Often, the acceptance criterion is something of the form (X <
something) while expecting X to be positive. An integer overflow would
introduce a negative value somewhere in the computation and could
easily "pass" this acceptance criterion when it really shouldn't have
if the intermediate computations had been done without overflow.

If anyone wants to debug this more thoroughly, this bit of code will
get the PRNG into exactly the right state to see the difference on the
next binomial() draw:

>>> import numpy as np
>>> prng = np.random.RandomState(1234567890)
>>> blah = prng.binomial(500000000, 0.5, size=551)

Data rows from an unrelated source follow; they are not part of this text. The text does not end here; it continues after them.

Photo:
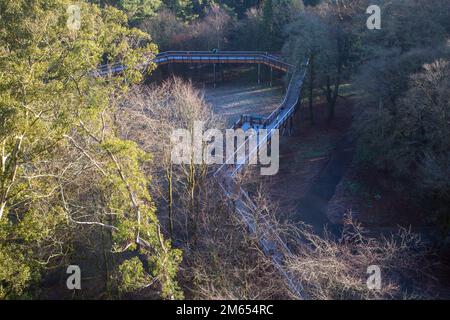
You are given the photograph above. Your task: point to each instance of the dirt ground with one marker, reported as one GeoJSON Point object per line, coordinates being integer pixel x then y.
{"type": "Point", "coordinates": [233, 98]}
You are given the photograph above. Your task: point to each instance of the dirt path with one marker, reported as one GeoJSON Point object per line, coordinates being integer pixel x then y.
{"type": "Point", "coordinates": [312, 163]}
{"type": "Point", "coordinates": [231, 99]}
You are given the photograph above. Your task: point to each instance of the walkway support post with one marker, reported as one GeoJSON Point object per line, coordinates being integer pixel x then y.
{"type": "Point", "coordinates": [259, 73]}
{"type": "Point", "coordinates": [214, 69]}
{"type": "Point", "coordinates": [271, 76]}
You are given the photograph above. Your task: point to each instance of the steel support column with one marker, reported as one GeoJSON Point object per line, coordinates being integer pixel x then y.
{"type": "Point", "coordinates": [259, 73]}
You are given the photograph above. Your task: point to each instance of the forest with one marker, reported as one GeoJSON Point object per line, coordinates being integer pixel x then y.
{"type": "Point", "coordinates": [87, 177]}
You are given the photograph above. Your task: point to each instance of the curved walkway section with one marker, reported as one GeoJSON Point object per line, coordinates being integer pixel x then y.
{"type": "Point", "coordinates": [269, 240]}
{"type": "Point", "coordinates": [205, 57]}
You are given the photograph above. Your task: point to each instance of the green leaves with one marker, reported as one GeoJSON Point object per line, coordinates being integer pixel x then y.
{"type": "Point", "coordinates": [66, 176]}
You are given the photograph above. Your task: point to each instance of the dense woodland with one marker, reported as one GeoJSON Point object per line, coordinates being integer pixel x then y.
{"type": "Point", "coordinates": [86, 176]}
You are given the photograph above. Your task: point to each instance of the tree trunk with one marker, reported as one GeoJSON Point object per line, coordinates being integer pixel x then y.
{"type": "Point", "coordinates": [311, 90]}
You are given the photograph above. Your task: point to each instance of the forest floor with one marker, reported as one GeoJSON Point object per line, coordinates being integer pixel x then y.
{"type": "Point", "coordinates": [317, 182]}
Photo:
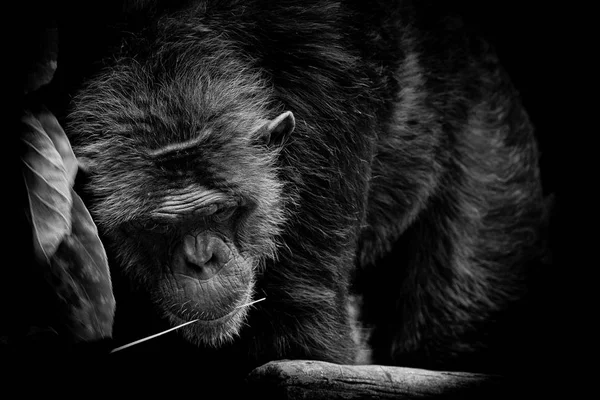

If you run python under gdb, you can then set a breakpoint in
rk_binomial_btpe() in distributions.c to step through the next call to
prng.binomial(). Sometimes you can fix these issues in a rejection
algorithm by checking for overflow and rejecting those cases.

-- 
Robert Kern

"I have come to believe that the whole world is an enigma, a harmless
enigma that is made terrible by our own mad attempt to interpret it as
though it had an underlying truth."
  -- Umberto Eco